Generalised latent variable model example


#1

Hi Nick/everyone,

I’m looking to implement a generalised linear latent variable model (GLLVM), likes the ones of Hui 2015 in there R package BORAL.I was wondering if Nick, or someone else, could post an example of how one would do this in greta?

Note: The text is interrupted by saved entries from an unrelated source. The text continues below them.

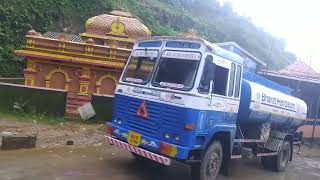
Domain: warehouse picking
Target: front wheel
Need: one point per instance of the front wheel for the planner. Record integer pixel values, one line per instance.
(210, 164)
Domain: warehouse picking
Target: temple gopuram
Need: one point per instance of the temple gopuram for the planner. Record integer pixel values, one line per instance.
(85, 64)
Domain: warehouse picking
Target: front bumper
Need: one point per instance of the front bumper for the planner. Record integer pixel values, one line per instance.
(141, 152)
(148, 143)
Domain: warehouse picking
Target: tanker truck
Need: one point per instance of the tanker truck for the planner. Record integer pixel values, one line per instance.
(188, 100)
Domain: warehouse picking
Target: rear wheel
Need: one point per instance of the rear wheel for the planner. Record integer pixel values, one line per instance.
(279, 162)
(210, 164)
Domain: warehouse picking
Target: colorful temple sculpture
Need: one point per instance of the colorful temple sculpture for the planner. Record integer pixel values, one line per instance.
(85, 64)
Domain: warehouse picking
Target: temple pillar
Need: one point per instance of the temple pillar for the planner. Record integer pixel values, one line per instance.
(84, 81)
(30, 73)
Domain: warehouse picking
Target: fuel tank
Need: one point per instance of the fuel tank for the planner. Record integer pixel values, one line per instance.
(260, 104)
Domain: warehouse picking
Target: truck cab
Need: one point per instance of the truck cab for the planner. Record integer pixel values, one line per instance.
(178, 99)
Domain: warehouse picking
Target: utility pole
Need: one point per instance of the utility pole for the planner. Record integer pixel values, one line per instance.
(315, 121)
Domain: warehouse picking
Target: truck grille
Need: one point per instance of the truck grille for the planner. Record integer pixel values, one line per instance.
(162, 117)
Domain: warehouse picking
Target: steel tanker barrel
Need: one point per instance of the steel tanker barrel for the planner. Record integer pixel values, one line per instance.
(260, 104)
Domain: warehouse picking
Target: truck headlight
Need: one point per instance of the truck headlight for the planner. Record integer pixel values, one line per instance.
(167, 135)
(177, 138)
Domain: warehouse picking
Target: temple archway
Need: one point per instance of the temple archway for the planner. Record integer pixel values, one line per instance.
(58, 79)
(106, 85)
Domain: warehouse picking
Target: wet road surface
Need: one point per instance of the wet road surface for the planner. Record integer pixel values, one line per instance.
(108, 162)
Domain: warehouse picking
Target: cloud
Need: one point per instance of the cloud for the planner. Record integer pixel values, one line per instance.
(296, 21)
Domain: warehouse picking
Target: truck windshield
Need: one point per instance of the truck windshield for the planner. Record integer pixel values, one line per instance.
(140, 66)
(176, 73)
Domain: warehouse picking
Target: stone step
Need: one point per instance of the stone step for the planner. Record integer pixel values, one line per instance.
(76, 102)
(72, 96)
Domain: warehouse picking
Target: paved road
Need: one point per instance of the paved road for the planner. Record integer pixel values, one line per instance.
(107, 162)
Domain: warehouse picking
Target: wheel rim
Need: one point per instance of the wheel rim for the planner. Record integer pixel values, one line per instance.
(284, 157)
(213, 165)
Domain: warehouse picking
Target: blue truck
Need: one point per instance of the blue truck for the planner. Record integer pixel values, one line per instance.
(188, 100)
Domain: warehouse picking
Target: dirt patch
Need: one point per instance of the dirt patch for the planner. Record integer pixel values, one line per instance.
(57, 135)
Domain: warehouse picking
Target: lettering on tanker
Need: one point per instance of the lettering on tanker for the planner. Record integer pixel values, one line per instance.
(278, 102)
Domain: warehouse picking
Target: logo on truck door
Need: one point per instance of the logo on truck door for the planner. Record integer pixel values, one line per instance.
(142, 111)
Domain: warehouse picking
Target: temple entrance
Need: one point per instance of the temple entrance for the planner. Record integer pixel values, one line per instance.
(107, 86)
(58, 81)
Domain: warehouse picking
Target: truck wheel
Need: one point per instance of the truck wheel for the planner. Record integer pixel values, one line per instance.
(138, 157)
(211, 162)
(283, 157)
(279, 162)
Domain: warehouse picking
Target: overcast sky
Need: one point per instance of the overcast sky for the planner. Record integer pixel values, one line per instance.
(296, 21)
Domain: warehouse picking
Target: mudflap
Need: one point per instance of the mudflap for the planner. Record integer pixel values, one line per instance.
(226, 166)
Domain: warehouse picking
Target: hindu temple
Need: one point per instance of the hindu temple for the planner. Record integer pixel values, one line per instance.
(82, 65)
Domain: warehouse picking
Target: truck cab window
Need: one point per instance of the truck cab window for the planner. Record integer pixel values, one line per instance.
(207, 75)
(231, 80)
(238, 82)
(218, 74)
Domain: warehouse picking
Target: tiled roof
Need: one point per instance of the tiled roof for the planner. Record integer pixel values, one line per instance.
(102, 25)
(69, 37)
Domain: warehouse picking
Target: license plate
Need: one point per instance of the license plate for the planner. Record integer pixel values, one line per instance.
(134, 138)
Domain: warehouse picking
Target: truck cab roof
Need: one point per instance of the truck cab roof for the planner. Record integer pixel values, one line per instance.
(208, 46)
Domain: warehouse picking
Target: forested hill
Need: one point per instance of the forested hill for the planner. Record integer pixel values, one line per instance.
(164, 17)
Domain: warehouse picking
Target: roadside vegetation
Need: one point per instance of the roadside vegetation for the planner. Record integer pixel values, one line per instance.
(164, 17)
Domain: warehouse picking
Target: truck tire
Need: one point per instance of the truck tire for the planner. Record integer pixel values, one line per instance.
(279, 162)
(138, 157)
(210, 164)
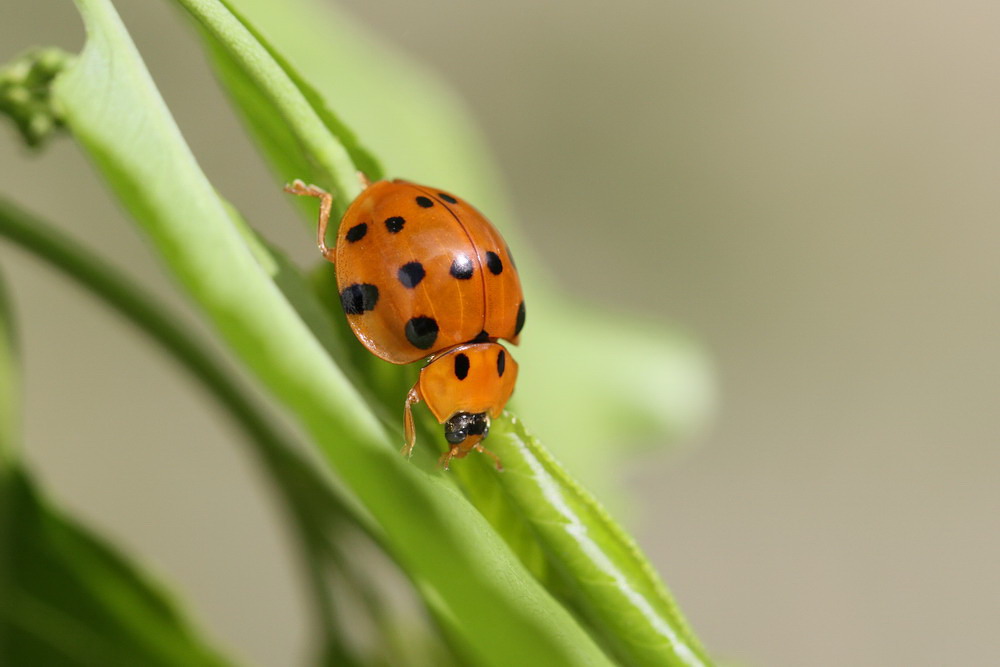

The package uses JAGS, so below is an example JAGS model from the spider data in the mvabund package (used the Hui 2016 paper). It has two latent variables, a row effect to control for sequencing depth and counts modelled as a negative binomial.

 model {
	 ## Data Level ## 
	 for(i in 1:n) {
		 for(j in 1:p) { eta[i,j] <- inprod(lv.coefs[j,2:(num.lv+1)],lvs[i,]) + row.coefs.ID1[row.ids[i,1]] }
		 for(j in 1:p) { u[i,j] ~ dgamma(1/lv.coefs[j,num.lv+2], 1/lv.coefs[j,num.lv+2]) }
		 for(j in 1:p) { y[i,j] ~ dpois(exp(lv.coefs[j,1] + eta[i,j ])*(u[i,j])) } ## Parameterizing the NB as a multiplicative random effect models

		 }
	 ## Latent variables ##
	 for(i in 1:n) { for(k in 1:num.lv) { lvs[i,k] ~ dnorm(0,1) } } 

	 ## Process level and priors ##
	 for(j in 1:p) { lv.coefs[j,1] ~ dnorm(0,0.1) } ## Separate species intercepts

	 for(i in 1:n.ID[1]) { row.coefs.ID1[i] ~ dnorm(0,0.1) } 

	 for(i in 1:(num.lv-1)) { for(j in (i+2):(num.lv+1)) { lv.coefs[i,j] <- 0 } } ## Constraints to 0 on upper diagonal
	 for(i in 1:num.lv) { lv.coefs[i,i+1] ~ dnorm(0,0.1)I(0,) } ## Sign constraints on diagonal elements
	 for(i in 2:num.lv) { for(j in 2:i) { lv.coefs[i,j] ~ dnorm(0,0.1) } } ## Free lower diagonals
	 for(i in (num.lv+1):p) { for(j in 2:(num.lv+1)) { lv.coefs[i,j] ~ dnorm(0,0.1) } } ## All other elements
	 for(j in 1:p) { lv.coefs[j,num.lv+2] ~ dunif(0,30) } ## Dispersion parameters

	 }

Thanks for your help,

Chris


#2

Yeah, I’ve played with these a little. I think Francis (author of boral) has been running some big ones using greta too.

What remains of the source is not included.